Luke Plapp may have been expected to start flexing his muscles on the overall at the Tour de Romandie in Friday’s stage 3 time trial, but he decided not to wait. The Australian Jayco-AlUla rider grasped an opportunity to jump over to the break on Thursday’s stage 2 finishing climb, carving out an advantage over key general classification rivals the day before the race against the clock, which had been earmarked pre-race as the stage he would be targeting.
Plapp’s third place finish on the 171km stage – behind Thibau Nys (Lidl-Trek) and Andrea Vendrame (Decathlon AG2R La Mondiale) – also put him in third place overall.
“It was a bit of an interesting day to be honest, with the break, nobody knew which team was going to ride, there was a bit of a standoff,” said Plapp in a team media statement. “Then it was quite controlled and that last climb, I surprised myself to be honest. I didn’t expect that.”
Plapp may not have planned the stage 2 attack, which came at a little over 2km to go, but once the chance arose he capitalised on it. The 23 year old rode away with Florian Lipowitz (Bora Hansgrohe) initially on his wheel but he was alone by the time he had bridged to the remainder of the break.
“Simon [Yates] did an amazing attack into the final that sort of softened everybody up, so I just tried to take my opportunity,” said Plapp of the one, two punch delivered by the team on the hilltop finish to Les Marécottes.
The opening technical 2.3km prologue had pulled out some early time gaps among the overall contenders, and with Plapp at 17 seconds back from the winner of the stage he had been a little in arrears of some of his key rivals given riders like Juan Ayuso (UAE Team Emirates) managed to hold the gap to around seven seconds. That, however, changed on Thursday when Plapp crossed the line 12 seconds ahead of the group of chasing favourites and claimed a four second time bonus as well when he finished on the podium behind Nys and Vendrame.

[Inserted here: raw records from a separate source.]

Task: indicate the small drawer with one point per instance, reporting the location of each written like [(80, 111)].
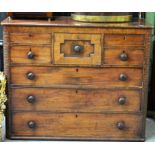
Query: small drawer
[(115, 56), (76, 125), (114, 39), (69, 76), (36, 38), (75, 100), (30, 54), (77, 49)]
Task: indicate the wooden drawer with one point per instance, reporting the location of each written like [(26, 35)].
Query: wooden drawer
[(94, 77), (76, 125), (77, 49), (36, 38), (75, 100), (120, 39), (119, 56), (30, 54)]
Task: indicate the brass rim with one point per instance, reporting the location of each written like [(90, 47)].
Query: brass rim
[(85, 18)]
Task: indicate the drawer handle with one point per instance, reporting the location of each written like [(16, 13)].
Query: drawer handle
[(30, 76), (31, 99), (122, 100), (30, 55), (123, 56), (120, 125), (77, 48), (123, 77), (31, 124)]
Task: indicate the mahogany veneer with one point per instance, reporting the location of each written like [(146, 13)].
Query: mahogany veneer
[(72, 80)]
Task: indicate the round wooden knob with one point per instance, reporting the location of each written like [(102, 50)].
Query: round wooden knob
[(122, 100), (120, 125), (30, 55), (123, 57), (31, 99), (31, 124), (31, 76), (123, 77), (77, 48)]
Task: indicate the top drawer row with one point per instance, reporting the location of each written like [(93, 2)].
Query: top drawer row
[(46, 38)]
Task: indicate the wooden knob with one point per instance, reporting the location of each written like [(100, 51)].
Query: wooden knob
[(123, 57), (123, 77), (30, 76), (31, 124), (30, 55), (77, 48), (31, 99), (120, 125), (122, 100)]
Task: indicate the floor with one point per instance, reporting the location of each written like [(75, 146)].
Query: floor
[(150, 131)]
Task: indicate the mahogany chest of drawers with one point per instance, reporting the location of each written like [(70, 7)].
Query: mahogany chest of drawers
[(79, 81)]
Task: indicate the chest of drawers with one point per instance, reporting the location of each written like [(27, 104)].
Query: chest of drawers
[(80, 81)]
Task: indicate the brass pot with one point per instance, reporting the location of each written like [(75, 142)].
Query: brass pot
[(102, 16)]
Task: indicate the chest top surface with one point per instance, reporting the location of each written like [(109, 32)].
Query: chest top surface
[(68, 22)]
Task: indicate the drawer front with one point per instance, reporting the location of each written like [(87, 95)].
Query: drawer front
[(76, 125), (30, 54), (95, 77), (75, 100), (114, 39), (37, 38), (77, 49), (114, 56)]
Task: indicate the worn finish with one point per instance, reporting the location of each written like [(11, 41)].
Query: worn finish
[(94, 77), (75, 100), (77, 125), (72, 80)]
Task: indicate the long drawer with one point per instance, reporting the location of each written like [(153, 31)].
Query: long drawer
[(75, 100), (76, 125), (95, 77)]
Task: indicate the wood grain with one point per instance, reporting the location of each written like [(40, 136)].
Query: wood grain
[(75, 100), (94, 57), (42, 54), (100, 77), (123, 39), (35, 38), (76, 125), (112, 56)]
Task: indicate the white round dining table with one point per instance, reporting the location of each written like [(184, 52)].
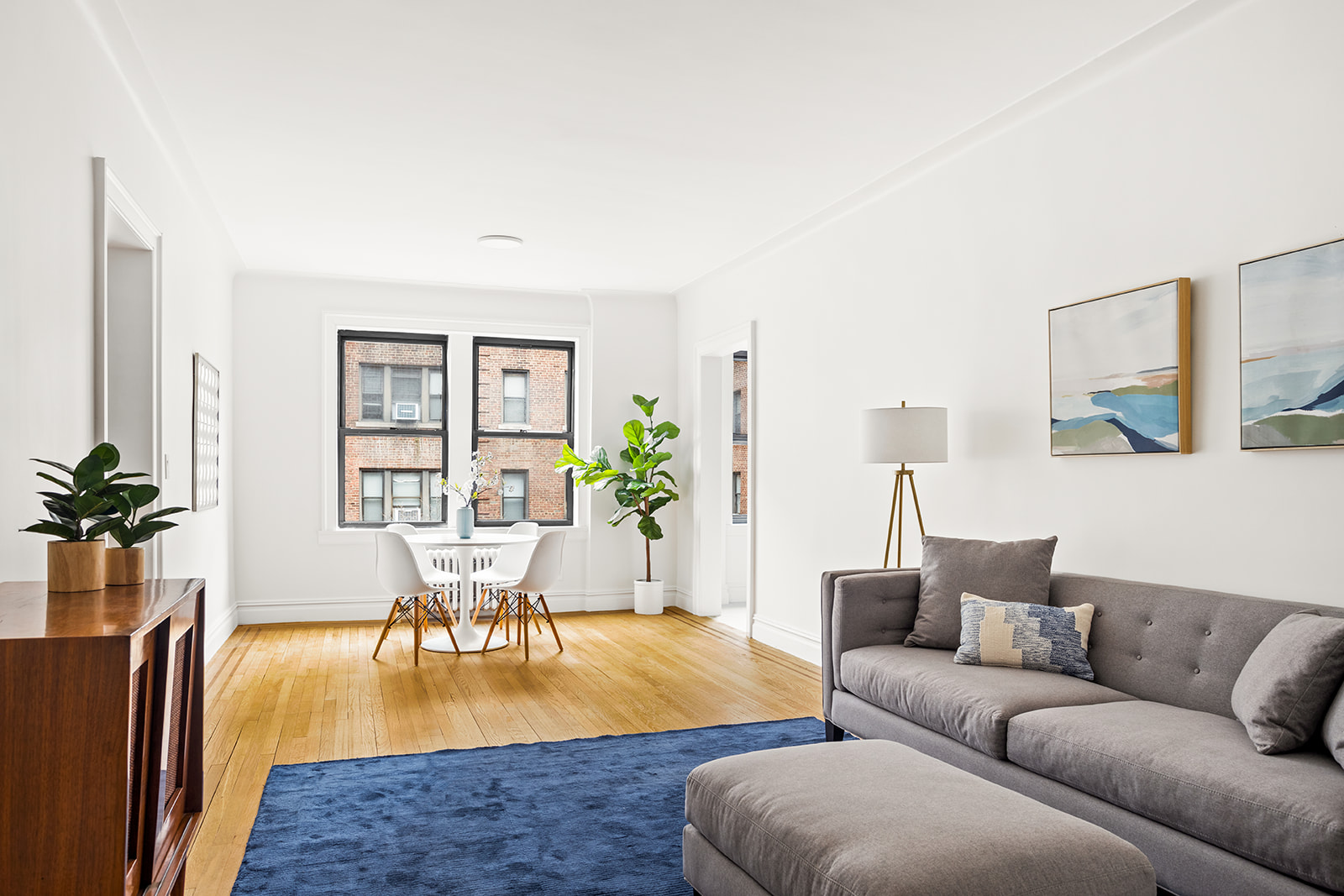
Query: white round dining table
[(470, 638)]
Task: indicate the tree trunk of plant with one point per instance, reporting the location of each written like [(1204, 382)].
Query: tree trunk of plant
[(648, 555)]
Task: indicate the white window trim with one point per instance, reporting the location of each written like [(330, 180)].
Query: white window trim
[(460, 333)]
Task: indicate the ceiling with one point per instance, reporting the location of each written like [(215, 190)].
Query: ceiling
[(631, 144)]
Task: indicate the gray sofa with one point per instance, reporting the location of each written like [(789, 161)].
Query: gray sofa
[(1149, 750)]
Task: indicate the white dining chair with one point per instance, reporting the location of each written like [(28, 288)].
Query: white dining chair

The two riders who beat Plapp on stage 2 are now the only ones ahead of him on the overall ranking, though they seem unlikely to remain there through stage 3’s race against the clock. Ilan van Wilder (Soudal-QuickStep) is behind Plapp in fourth on the general classification – three seconds back from the Australian road race and time trial champion – while Enric Mas (Movistar), Lenny Martinez (Groupama-FDJ), Ayuso and Aleksandr Vlasov (Bora-Hansgrohe) are all within six seconds of the Jayco-AlUla rider.
Friday’s 15.5km time trial in Oron is likely to deliver another big reshuffle, one that could even give Plapp – who rode in yellow at Paris-Nice for three days last month before finishing sixth – a chance to give another leader’s jersey a test run.
“I am happy with my shape, and we will see how tomorrow goes,” said Plapp. “TT is my favorite event in the world, I can’t wait, it is going to be a fun day for me.”